At a virtual conversation at the Qatar Ecomonic Forum, he also made it clear that there was no connection between India becoming part of the Quad and the border issue with China. Jaishankar said the Quad has its own agenda based convergences in the world view among the member countries and the areas of cooperation included maritime security, connectivity, education and vaccines.
“The India China border issue has pre-existed the Quad. In many ways, it is a challenge (and) problem which is quite independent of the Quad. There are, of course, two big issues right now; one of course is that the close up deployments still continue, especially in Ladakh,” he said. “The issue there is whether China would live up to the written commitments it has made about both countries not deploying a large armed force at the border and the larger issue really (is) whether we can build this relationship on the basis of mutual sensitivity, mutual respect and mutual interest,” he added.
India and China were locked in a military standoff at multiple friction points in eastern Ladakh since early May last year. However, the two sides completed the withdrawal of troops and weapons from the North and South banks of Pangong lake in February following a series of military and diplomatic talks.
The two sides are now engaged in talks to extend the disengagement process to the remaining friction points. India has been particularly pressing for disengagement of troops in Hot Springs, Gogra and Depsang. According to military officials, each side currently has around 50,000 to 60,000 troops along the Line of Actual Control in the sensitive sector.

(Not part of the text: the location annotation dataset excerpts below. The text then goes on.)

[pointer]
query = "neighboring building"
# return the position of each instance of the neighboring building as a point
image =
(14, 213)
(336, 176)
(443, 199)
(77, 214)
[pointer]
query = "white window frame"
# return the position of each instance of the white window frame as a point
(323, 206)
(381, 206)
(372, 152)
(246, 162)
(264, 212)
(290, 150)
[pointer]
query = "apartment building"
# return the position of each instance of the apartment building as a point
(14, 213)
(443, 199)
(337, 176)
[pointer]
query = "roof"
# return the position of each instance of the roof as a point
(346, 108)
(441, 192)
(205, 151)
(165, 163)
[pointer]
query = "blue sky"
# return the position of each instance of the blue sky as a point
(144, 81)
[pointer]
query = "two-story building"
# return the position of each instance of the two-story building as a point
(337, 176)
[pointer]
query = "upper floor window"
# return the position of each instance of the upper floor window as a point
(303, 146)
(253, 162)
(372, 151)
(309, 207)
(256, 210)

The Quad, comprising India, the US, Australia and Japan, is aimed at ensuring a free and open Indo-Pacific, a region that witnessed increasing Chinese military assertiveness in recent years. The agenda of cooperation among the Quad countries also included several other areas.
Asked about the plan by the Group of Seven (G7) countries to develop infrastructure under its Build Back Better World (B3W) initiative, Jaishankar said India was looking forward to working with the bloc on it. At the same time, he listed India’s development projects in large number of countries and said New Delhi would continue with them.

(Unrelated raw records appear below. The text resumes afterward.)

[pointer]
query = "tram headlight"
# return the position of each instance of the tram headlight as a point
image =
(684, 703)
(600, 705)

“It is an area where we do feel that there is a lot of convergence with the G7 and we are looking forward to working with them. But as I said we have substantial portfolio of projects we have already done in the last years and which I expect to see us continue to do more in the coming years,” hes said. In its recent summit in the UK, the G7 richest democracies vowed to help the developing nations in rolling out infrastructure projects under the B3W initiative, which is increasingly seen as plan counter China’s Belt and Road initiative.